The study demonstrates that maternal high-fat diet programs adipose tissue lipid composition and gene expression in offspring in a sex- and depot-specific manner, even when all offspring consume HFD post-weaning. This addresses the hypothesis that prenatal and early life nutritional environments impart sex-dependent programming of adipose metabolism. In females, maternal HFD appears to drive adaptive remodeling—altering WAT and BAT triglyceride profiles and enhancing BAT thermogenic capacity (Ucp1, Dio2, Adrb3)—which may help maintain metabolic balance despite increased energy intake. In males, maternal HFD promotes VAT hyperplasia, systemic and adipose inflammation, and BAT whitening with an adverse ω6/ω3 shift, aligning with impaired insulin sensitivity and thermogenic function.

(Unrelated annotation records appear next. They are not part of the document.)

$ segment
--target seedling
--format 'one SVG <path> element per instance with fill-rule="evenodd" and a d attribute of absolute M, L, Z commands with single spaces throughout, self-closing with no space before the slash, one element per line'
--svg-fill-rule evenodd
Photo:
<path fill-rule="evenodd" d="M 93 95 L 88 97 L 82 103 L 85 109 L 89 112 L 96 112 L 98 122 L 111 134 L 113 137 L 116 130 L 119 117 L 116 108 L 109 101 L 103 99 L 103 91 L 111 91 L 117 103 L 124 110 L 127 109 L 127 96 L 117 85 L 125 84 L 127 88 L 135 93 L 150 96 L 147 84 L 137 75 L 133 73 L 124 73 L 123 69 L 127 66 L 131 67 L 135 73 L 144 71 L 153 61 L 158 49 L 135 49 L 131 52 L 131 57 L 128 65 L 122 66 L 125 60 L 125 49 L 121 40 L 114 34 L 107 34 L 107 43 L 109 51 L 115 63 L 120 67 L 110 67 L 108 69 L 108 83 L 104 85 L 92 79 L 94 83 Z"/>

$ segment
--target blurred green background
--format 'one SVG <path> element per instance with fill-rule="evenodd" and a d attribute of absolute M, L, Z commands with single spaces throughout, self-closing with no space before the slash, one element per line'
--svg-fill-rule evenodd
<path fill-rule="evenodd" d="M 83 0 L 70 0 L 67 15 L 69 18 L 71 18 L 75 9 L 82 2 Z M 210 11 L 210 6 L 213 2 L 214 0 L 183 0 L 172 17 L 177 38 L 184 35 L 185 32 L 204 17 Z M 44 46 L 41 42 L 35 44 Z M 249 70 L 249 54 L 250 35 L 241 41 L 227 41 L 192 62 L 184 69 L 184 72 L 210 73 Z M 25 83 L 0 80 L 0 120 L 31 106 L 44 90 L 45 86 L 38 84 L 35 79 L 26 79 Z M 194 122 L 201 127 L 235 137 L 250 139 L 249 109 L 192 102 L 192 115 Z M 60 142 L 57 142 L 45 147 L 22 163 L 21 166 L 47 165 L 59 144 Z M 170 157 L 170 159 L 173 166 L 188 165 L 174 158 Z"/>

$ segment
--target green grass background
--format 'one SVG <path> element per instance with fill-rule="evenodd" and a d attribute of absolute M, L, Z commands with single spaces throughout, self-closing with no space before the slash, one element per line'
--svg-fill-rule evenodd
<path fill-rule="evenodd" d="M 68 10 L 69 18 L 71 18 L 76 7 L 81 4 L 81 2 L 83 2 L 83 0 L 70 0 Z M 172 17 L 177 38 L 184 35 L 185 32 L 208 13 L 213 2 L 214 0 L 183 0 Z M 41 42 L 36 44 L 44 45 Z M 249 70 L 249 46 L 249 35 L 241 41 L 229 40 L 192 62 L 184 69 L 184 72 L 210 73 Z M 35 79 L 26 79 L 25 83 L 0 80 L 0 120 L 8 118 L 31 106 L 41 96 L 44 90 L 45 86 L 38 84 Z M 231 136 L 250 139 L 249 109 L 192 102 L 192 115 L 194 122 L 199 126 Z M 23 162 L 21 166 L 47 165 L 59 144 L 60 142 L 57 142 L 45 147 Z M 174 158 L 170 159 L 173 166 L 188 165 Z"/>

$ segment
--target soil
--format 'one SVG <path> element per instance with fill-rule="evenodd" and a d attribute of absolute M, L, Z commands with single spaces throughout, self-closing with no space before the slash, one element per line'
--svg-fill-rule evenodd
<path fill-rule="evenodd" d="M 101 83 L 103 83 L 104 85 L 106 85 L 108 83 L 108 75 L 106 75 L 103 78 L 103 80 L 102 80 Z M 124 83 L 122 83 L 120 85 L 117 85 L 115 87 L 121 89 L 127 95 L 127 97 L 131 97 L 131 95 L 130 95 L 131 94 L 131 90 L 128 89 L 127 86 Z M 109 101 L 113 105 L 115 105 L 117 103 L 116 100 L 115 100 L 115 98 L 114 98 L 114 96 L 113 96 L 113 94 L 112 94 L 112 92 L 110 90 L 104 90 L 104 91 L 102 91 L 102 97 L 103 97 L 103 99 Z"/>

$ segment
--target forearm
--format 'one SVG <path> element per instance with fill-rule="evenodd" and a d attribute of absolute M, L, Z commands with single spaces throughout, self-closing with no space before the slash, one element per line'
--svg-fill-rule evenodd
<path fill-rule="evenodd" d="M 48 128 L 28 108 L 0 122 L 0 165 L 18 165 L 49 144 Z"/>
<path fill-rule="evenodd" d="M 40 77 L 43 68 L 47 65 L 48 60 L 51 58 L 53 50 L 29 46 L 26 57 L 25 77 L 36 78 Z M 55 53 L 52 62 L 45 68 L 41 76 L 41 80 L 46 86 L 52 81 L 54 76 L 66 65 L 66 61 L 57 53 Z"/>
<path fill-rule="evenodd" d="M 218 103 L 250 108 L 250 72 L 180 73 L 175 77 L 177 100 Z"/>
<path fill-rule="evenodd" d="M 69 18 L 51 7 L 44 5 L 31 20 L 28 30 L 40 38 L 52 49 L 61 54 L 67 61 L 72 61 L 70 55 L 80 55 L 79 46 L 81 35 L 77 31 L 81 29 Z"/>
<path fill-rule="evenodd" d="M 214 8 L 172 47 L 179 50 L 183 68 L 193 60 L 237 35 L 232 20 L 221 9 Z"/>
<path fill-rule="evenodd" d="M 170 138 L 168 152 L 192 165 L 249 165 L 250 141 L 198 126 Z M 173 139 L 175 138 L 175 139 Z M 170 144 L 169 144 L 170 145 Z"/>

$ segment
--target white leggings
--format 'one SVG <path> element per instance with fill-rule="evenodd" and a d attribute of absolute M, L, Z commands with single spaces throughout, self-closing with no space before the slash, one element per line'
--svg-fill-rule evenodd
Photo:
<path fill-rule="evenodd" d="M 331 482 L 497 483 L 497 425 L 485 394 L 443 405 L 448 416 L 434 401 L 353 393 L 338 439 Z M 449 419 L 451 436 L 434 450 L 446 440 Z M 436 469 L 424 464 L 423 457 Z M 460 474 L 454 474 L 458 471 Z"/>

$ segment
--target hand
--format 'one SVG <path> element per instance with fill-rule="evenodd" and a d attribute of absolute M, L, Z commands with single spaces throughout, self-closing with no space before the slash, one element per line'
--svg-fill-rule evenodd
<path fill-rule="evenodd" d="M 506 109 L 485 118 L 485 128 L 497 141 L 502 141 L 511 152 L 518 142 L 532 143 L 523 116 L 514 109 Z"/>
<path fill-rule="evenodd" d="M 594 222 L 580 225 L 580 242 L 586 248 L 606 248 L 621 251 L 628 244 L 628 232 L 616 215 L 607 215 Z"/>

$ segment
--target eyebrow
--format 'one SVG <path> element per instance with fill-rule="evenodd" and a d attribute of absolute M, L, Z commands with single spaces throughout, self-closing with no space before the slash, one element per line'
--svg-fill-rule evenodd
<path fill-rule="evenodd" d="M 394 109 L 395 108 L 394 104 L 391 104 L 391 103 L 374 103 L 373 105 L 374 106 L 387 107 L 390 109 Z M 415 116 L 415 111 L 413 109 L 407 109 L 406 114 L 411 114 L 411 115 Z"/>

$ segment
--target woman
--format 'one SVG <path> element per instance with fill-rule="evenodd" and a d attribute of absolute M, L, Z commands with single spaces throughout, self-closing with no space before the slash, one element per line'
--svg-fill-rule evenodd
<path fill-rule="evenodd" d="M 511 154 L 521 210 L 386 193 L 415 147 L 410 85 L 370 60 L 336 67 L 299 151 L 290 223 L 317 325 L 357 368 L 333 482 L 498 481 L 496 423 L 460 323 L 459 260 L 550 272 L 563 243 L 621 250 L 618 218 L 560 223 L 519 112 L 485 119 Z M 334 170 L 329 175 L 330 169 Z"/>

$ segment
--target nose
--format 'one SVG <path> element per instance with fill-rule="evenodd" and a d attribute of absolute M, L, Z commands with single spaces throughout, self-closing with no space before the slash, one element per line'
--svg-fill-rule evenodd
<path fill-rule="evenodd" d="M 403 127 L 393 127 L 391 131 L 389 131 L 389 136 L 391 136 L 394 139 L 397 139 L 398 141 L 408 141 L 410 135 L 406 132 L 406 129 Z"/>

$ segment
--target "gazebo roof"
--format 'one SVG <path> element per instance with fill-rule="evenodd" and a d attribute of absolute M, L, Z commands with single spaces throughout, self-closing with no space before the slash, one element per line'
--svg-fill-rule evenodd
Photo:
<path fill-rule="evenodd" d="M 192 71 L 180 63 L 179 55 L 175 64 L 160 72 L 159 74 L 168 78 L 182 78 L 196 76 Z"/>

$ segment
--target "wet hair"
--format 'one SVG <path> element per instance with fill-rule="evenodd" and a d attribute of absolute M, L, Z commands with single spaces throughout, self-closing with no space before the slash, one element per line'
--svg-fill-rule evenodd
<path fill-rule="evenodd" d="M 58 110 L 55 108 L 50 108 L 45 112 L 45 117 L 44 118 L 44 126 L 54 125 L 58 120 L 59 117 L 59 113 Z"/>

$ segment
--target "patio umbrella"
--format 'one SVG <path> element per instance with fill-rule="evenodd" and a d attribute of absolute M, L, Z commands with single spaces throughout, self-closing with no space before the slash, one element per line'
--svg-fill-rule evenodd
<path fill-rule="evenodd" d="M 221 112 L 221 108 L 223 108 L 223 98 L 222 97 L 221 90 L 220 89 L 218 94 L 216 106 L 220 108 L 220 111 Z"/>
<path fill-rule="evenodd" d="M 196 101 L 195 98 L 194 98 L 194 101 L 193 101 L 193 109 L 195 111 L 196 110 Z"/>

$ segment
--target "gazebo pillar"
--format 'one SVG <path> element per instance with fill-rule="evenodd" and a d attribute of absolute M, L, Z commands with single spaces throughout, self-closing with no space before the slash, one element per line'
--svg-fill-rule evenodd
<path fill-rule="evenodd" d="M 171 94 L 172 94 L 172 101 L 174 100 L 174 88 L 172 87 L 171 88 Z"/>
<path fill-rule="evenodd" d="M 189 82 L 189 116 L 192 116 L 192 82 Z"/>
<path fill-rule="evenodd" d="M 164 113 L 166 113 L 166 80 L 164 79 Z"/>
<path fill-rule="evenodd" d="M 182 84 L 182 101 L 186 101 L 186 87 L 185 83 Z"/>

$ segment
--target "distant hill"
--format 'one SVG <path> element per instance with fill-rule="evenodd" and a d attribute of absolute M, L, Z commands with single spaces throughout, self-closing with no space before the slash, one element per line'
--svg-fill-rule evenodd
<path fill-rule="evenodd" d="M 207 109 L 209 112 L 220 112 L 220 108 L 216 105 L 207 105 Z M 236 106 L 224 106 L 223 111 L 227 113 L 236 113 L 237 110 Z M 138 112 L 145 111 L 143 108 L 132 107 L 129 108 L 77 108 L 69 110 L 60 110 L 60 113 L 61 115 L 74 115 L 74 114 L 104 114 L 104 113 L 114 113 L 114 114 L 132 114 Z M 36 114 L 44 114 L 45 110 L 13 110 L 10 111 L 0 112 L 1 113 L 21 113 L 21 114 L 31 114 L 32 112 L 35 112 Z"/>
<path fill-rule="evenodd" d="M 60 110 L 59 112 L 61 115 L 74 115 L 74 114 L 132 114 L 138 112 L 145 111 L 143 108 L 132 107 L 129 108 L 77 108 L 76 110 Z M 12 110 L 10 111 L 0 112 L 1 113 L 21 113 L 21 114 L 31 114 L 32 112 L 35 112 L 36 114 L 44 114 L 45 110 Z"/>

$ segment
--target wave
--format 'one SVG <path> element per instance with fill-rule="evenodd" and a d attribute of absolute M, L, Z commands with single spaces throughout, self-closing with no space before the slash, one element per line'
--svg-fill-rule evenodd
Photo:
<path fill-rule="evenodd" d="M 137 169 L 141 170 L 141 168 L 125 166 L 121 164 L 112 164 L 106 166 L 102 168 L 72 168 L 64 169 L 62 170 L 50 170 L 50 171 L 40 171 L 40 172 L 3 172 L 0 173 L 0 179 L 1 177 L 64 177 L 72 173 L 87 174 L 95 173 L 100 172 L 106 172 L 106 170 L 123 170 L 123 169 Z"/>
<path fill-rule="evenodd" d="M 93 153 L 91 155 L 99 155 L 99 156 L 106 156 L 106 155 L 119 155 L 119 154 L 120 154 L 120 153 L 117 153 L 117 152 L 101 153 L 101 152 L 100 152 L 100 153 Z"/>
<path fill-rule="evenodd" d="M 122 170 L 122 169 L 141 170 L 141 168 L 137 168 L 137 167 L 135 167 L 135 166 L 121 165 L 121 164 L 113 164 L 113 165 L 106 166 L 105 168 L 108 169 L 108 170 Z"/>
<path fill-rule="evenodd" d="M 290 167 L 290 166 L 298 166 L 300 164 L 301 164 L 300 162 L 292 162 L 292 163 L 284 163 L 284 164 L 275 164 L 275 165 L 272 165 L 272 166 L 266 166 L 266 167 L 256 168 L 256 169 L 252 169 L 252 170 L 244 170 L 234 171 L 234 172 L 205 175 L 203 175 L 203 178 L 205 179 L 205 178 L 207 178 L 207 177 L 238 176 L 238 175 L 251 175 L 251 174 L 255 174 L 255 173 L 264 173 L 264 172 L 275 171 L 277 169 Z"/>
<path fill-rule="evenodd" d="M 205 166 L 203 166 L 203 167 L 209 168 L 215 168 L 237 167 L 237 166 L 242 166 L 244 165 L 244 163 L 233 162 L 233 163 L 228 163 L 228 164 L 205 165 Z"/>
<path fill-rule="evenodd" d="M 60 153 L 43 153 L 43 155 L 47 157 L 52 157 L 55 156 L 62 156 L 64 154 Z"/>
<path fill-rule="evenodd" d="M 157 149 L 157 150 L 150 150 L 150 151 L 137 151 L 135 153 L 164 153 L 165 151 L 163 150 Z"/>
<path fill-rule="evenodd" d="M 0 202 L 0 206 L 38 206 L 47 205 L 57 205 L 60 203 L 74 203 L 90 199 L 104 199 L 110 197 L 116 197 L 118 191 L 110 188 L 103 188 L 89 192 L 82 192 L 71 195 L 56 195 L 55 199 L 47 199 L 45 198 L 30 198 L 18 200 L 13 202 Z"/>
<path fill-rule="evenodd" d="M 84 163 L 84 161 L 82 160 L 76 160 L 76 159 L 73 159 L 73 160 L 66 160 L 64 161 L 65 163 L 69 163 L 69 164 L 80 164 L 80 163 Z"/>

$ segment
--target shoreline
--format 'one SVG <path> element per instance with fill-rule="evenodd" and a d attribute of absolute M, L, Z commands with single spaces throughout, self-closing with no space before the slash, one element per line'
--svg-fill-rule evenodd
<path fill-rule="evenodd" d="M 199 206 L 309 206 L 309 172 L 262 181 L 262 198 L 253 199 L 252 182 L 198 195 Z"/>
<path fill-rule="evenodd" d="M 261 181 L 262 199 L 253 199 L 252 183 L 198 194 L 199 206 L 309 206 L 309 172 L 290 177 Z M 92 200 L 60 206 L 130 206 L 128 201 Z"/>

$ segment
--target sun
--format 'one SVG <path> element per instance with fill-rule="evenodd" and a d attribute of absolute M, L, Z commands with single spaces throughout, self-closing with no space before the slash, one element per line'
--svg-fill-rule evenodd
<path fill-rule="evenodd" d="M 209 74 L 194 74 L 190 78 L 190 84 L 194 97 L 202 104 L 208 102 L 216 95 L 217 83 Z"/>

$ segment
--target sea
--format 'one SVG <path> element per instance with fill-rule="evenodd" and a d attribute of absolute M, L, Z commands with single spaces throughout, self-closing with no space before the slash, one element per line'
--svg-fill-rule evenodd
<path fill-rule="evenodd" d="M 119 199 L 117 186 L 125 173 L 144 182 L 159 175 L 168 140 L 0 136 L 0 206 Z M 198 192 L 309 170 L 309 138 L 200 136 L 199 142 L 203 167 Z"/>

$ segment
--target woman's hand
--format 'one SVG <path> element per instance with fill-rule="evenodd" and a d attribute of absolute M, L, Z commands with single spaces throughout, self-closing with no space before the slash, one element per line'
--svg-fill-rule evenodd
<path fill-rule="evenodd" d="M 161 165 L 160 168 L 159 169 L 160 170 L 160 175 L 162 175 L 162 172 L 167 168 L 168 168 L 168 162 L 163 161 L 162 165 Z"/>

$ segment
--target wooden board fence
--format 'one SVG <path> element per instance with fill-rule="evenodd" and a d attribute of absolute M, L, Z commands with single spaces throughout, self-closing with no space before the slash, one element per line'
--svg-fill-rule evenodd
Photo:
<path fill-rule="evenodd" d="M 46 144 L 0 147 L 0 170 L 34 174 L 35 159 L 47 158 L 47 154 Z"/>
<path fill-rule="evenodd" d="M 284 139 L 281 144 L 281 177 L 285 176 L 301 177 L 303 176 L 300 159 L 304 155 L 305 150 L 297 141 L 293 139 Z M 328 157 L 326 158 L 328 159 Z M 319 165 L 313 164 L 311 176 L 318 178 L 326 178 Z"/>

Transcriptomic analyses support these phenotypes, revealing sex-specific regulation of lipid metabolism, oxidative phosphorylation, insulin/glucose signaling, inflammatory pathways, and adipogenesis-related genes (e.g., Sfrp4, Dgat2). The attenuation of sex differences in certain BAT pathways under maternal HFD suggests reprogramming that narrows baseline dimorphism. The identification of sex-chromosome-linked gene expression differences further implicates genetic dosage effects in mediating sexual dimorphism of adipose biology. Collectively, findings highlight that maternal diet primes adipose depots differently in male and female offspring, influencing trajectories toward metabolic health or dysfunction.

Maternal high-fat diet prior to and during pregnancy and lactation reprograms offspring adipose tissue lipidome and transcriptome in a sex- and depot-dependent fashion. Female offspring exhibit triglyceride remodeling in SAT and BAT and increased BAT thermogenic gene expression, consistent with a more balanced metabolic profile. Male offspring display VAT hyperplasia, heightened inflammatory signaling in WAT, BAT whitening, and a higher ω6/ω3 ratio, indicating impaired metabolic adaptation. These sex-specific programming effects likely contribute to differential risks of metabolic disorders later in life and underscore the need for sex- and tissue-targeted prevention and therapies. Future research should delineate causal mechanisms linking specific lipid species and pathway changes to metabolic outcomes, define the roles of X- and Y-linked genes in adipose programming, and test interventions that modulate maternal diet or early-life environments to improve offspring metabolic health.